I say yes, but as we walk out of school, I can’t stop thinking about the love the two of them ignore. Don’t they know we’re all one accident away from death? There might not be a tomorrow for them to love each other.
The next day, Hunter Hunter shows up at Shakedown Street, r
iding his skateboard up to the counter. He flings his head off to the side to move the hair falling in his face.
“Do you get free shakes?”
“Sometimes.”
“Cool. Is that the Dead?” He points at my mural.
“It is.”
“Cool. Do you have a date to homecoming?”
“I do.”
“Cool. Maybe we could dance together?”
“Sure.”
He leans down on the counter. “Your scar is totally bad ass.”
“Cool,” I say. He’s rubbing off on me.
Hunter smiles. Ninny walks out of the back room and gives him a suspicious look, but not a “mom” suspicious look of “what the hell do you want with my daughter?” It’s an intrigued suspicious look, as if the second he walks out the door she’s going to ask me if we’ve made out.
“I better hit it.” Hunter jumps on his skateboard. “I totally voted for you,” he says over his shoulder as he rides out the door.

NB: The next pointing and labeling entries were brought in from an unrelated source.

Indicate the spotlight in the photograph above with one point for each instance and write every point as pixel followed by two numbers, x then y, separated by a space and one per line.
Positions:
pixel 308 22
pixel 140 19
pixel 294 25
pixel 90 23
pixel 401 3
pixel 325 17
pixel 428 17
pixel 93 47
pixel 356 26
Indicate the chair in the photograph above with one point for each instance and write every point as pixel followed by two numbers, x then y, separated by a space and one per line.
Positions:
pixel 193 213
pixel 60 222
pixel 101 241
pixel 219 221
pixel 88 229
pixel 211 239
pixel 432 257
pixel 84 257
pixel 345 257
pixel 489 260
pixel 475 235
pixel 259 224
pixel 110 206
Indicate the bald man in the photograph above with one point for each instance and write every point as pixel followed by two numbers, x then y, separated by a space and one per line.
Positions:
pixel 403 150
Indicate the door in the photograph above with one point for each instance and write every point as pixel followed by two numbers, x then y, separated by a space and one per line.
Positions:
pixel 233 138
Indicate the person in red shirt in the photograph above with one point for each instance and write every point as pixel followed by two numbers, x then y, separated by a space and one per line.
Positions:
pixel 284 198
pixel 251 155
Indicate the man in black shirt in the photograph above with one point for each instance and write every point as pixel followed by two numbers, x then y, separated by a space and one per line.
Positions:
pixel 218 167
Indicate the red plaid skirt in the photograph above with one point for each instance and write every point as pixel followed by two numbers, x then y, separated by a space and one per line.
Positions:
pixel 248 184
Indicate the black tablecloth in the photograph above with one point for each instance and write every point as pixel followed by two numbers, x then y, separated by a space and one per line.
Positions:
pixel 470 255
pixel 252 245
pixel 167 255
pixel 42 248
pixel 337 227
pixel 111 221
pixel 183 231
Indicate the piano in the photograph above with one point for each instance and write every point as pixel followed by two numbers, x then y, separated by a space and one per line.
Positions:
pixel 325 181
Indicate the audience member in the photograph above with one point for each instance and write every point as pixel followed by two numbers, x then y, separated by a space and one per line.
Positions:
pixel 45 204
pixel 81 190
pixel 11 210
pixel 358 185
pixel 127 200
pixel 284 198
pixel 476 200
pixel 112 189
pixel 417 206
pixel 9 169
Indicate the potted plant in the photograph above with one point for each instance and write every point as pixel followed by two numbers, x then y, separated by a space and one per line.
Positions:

“Voted for you?” Ninny taps my butt.
“Ugh, homecoming court.” I go back to cutting strawberries.
“Oh, my God! You are, like, so cool!”
“Shut up, Ninny. Don’t make it worse.”
“I think I need to do a cartwheel. This is so exciting.” Ninny walks to the middle of Shakedown Street and flings herself forward, looking like a five year old. She jumps up, her hair in her face. “I’ve still got it,” she says a little out of breath.
“You just flashed Pearl Street.”
“Whatever.” She adjusts her shirt.
Mickey comes in the back door with two huge grocery bags in his arms. “Who just flashed Pearl Street?”
“Ninny,” I say, my head down, focused on the strawberries.
“Damn.” Mickey sets down the bags and snaps his fingers.
“That’s because Aspen-tree is on homecoming court,” Ninny squeals.
He groans, putting a bunch of kale in the refrigerator. “I thought I taught you to fight against conformists, not join them.”
I help Mickey unload the other bag. “I’m not joining anybody. But I can’t turn down the nomination.”